PGVector is an open-source extension for PostgreSQL that allows you to store and search vector data alongside your regular database information.
This notebook shows how to use functionality related to PGVector, implementing LangChain vectorstore abstraction using postgres as the backend and utilizing the pgvector extension.
from dotenv import load_dotenv
load_dotenv(override=True)
True
What is PGVector?
PGVector is a PostgreSQL extension that enables vector similarity search directly within your PostgreSQL database, making it ideal for AI applications, semantic search, and recommendation systems.
This is particularly valuable for who already use PostgreSQL who want to add vector search capabilities without managing separate infrastructure or learning new query languages.
Features :
Native PostgreSQL integration with standard SQL queries
Multiple similarity search methods including L2, Inner Product, Cosine
Several indexing options including HNSW and IVFFlat
Support for up to 2,000 dimensions per vector
ACID compliance inherited from PostgreSQL
Advantages :
Free and open-source
Easy integration with existing PostgreSQL databases
Full SQL functionality and transactional support
No additional infrastructure needed
Supports hybrid searches combining vector and traditional SQL queries
Disadvantages :
Performance limitations with very large datasets (billions of vectors)
Limited to single-node deployment
Memory-intensive for large vector dimensions
Requires manual optimization for best performance
Less specialized features compared to dedicated vector databases
Set up PGVector
If you are using Windows and have installed postgresql for Windows, you are required to install vector extension for postgresql. The following may help Install pgvector on Windows.
If you are successfully running the pgvector container, you can use pgVectorIndexManager from pgvector_interface in utils directory to handle collections.
To initialize pgVectorIndexManager you can pass full connection string or pass each parameter separately.

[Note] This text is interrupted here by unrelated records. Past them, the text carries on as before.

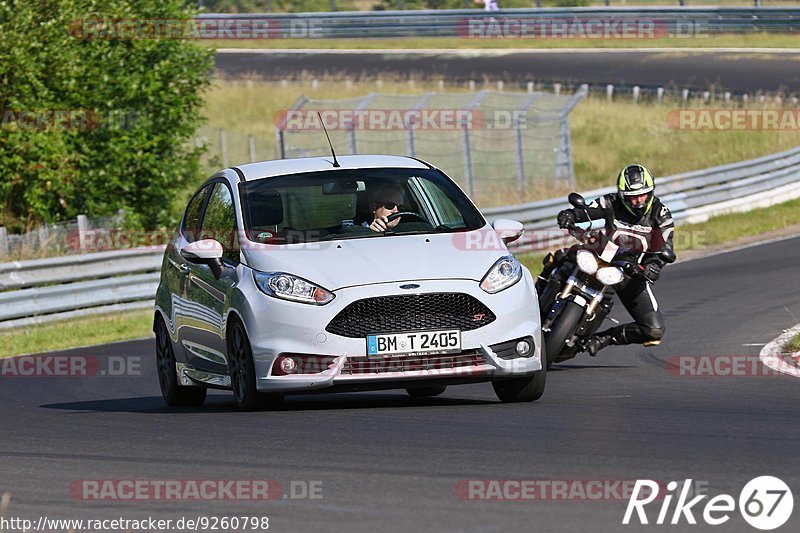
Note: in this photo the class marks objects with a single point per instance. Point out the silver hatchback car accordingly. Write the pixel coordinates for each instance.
(367, 273)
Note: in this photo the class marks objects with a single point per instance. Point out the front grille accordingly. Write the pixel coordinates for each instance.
(385, 365)
(413, 312)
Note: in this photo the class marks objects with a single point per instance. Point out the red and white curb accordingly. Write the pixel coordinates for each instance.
(773, 356)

When you initialize pgVectorIndexManager, the procedure will automatically create two tableslangchain_pg_collection and langchain_pg_embedding.
langchain_pg_collection
Stores names of the collections.
Distinguish collection by uuid and name.
langchain_pg_embedding
Stores actual data.
So, when you create a new collection and insert data to the collection, the data will be stored in langchain_pg_embedding table.
As you can see below, the uuid column in langchain_pg_collection table matched with collection_id column in langchain_pg_embedding table.
Create collection
Now we can create collection with index_manager.

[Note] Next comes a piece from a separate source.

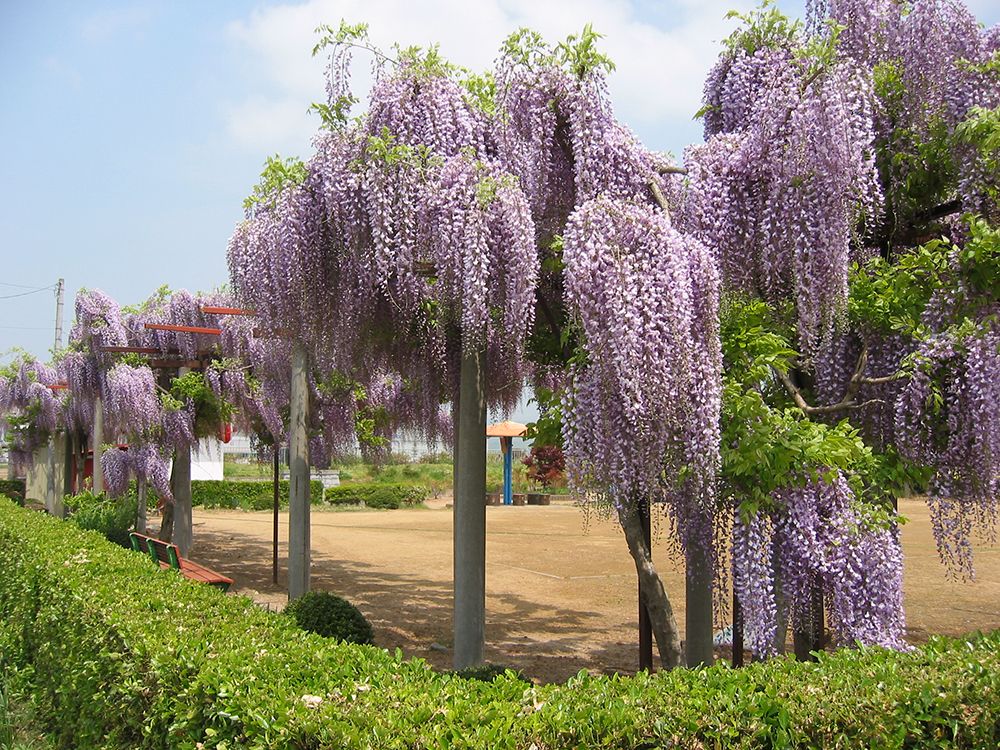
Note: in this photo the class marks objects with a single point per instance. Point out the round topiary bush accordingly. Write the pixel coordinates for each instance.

To create collection, you need to pass embedding model and collection_name when calling the create_index method.
In this tutorial we will use text-embedding-3-large model of OpenAI.

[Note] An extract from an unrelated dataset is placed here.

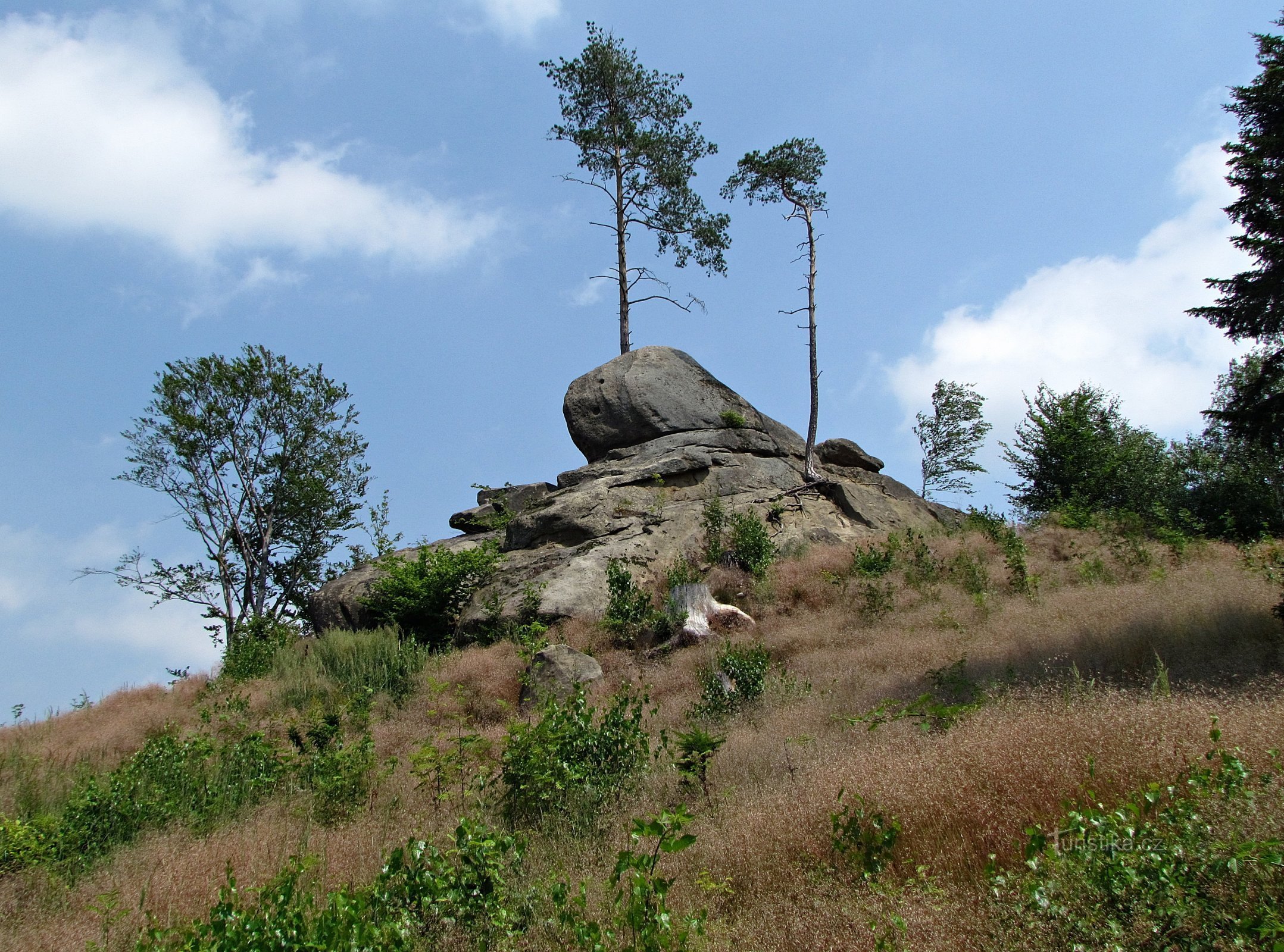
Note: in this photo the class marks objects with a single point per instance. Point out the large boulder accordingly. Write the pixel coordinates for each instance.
(659, 447)
(557, 671)
(658, 392)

If creation is successful, the method will return pgVectorDocumentManager class that can handle actual data.
In this tutorial we will create an collection with name langchain_opentutorial.
import getpass
import os
if not os.environ.get("OPENAI_API_KEY"):
os.environ["OPENAI_API_KEY"] = getpass.getpass("Enter API key for OpenAI: ")
from langchain_openai import OpenAIEmbeddings
embeddings = OpenAIEmbeddings(model="text-embedding-3-large")
# create new collection
col_manager = index_manager.create_index(
collection_name="langchain_opentutorial", embedding=embeddings
)
List collections
As we have created a new collection, we will call the list_indexes method to check if the collection is created.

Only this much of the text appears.